Kane became captain of the light carrier Saipan in July 1956. Returning to the base of his carrier at Naval Air Station Pensacola from Naval Station Norfolk, Kane was killed on 5 February 1957 when his TV-2 Shooting Star trainer crashed on a dairy farm near Augusta, Georgia after experiencing a complete electrical failure. His co-pilot, the Saipan executive officer, was injured in the crash. Buried at the Arlington National Cemetery, Kane was survived by his wife, a son, and two daughters. His wife remarried several years later and died in 2006, being interred beside Kane at Arlington National Cemetery.
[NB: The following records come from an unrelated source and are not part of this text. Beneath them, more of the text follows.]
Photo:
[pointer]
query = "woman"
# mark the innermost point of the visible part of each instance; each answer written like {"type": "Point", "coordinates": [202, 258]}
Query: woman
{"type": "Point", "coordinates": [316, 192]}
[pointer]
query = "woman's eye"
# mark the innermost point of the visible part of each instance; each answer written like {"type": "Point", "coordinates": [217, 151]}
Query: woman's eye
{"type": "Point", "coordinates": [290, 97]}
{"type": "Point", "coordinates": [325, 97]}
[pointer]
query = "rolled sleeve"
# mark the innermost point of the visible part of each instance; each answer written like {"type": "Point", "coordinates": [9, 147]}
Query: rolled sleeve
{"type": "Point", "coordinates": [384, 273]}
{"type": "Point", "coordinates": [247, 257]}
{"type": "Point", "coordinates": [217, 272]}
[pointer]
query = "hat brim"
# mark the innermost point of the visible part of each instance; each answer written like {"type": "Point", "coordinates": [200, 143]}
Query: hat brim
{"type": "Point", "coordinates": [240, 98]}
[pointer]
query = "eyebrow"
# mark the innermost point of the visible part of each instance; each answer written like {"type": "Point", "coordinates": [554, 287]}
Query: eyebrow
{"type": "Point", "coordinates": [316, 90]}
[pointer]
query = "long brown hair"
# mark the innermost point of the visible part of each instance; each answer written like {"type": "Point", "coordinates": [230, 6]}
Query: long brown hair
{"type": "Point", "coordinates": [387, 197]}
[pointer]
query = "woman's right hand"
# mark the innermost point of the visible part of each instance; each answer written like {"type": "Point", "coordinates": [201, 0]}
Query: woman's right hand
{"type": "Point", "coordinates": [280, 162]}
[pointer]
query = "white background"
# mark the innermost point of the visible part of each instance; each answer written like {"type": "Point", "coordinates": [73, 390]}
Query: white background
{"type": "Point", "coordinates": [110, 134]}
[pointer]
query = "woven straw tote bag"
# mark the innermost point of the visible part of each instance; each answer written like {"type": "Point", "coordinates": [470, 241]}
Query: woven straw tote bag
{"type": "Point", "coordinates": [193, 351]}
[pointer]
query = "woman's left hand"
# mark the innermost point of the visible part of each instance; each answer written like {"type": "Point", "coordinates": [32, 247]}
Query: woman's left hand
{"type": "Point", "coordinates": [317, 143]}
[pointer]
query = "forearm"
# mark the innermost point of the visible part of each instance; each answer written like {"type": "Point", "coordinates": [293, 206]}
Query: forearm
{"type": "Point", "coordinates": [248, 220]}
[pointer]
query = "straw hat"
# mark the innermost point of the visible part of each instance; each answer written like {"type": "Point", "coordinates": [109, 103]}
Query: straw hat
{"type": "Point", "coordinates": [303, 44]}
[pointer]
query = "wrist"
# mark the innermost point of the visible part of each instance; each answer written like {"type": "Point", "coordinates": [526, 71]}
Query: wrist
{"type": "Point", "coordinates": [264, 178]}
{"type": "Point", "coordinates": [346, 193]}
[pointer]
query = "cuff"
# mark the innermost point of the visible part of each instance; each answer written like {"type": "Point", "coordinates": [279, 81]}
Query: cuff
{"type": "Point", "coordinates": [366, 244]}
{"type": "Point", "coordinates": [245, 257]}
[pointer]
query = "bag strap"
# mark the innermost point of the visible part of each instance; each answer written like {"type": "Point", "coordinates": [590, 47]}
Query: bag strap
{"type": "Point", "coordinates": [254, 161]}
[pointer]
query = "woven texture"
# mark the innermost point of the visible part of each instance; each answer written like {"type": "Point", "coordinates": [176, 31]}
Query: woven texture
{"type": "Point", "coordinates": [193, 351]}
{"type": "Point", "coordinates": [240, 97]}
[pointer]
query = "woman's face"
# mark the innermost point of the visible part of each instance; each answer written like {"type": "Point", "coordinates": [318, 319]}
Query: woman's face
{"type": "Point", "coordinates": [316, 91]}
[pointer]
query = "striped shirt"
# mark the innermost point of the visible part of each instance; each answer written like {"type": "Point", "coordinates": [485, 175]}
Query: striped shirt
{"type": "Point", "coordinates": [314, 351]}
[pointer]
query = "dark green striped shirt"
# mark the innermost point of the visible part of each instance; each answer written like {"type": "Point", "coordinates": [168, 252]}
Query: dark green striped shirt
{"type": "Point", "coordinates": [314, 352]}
==Awards and decorations==

Naval Aviator Badge
| Navy Cross |  |  |  |  |  | Distinguished Flying Cross w/ 5⁄16" Gold Star |  |  |  |  |  |
| Navy Commendation Medal |  |  |  | Navy Presidential Unit Citation w/ two 3⁄16" Bronze Stars |  |  |  | Navy Unit Commendation |  |  |  |
| China Service Medal w/ 3⁄16" Bronze Star |  |  |  | American Defense Service Medal w/ Fleet clasp |  |  |  | American Campaign Medal |  |  |  |
| Asiatic-Pacific Campaign Medal w/ two 3⁄16" Silver Stars and two 3⁄16" Bronze Stars |  |  |  | World War II Victory Medal |  |  |  | National Defense Service Medal |  |  |  |

===Navy Cross citation===

Commander William Richard Kane
U.S. Navy
Date Of Action: June 11, 1944 to June 25, 1944
The President of the United States of America takes pleasure in presenting the Navy Cross to Commander William Richard Kane, United States Navy, for extraordinary heroism in operations against the enemy while serving as Pilot of a carrier-based Navy Fighter Plane and Commander of Air Group TEN (AG-10), attached to the USS Enterprise (CV-6), in action from 11 to 25 June 1944, in action against enemy Japanese forces in the vicinity of the Southern Mariana Islands, from 11 to 25 June 1944. Courageously leading his Air Group on numerous attacks, including fighter sweeps and bombardment missions, against strong enemy installations, Commander Kane inflicted serious and costly damage on enemy airfields, gun emplacements and beach positions, personally destroying one enemy fighter in aerial combat and damaging another. Despite a painful wound incurred when shot down on 16 June, he participated in the First Battle of the Philippine Sea on 20 June, serving as a fighter escort for several planes seeking the location of the main Japanese Fleet and shooting down a single-engined torpedo plane and a twin float aero-reconnaissance plane. Conducting a coordinated strike against the Japanese Fleet, he shot down an intercepting enemy ZERO in the ensuing battle and, directing his fighter planes in strafing dives on the decks of an enemy carrier, reduced the anti-aircraft opposition for his dive bombers and torpedo planes during their attacks which disabled or sunk the enemy vessel. Retiring with his group through darkness to base after this strenuous and protracted engagement, he effected a forced water landing, when unable to land on his carrier. By his brilliant airmanship, courageous initiative and daring leadership, Commander Kane contributed materially to the success of our operations in these historic actions, and his great personal valor in the face of grave peril was in keeping with the highest traditions of the United States Naval Service.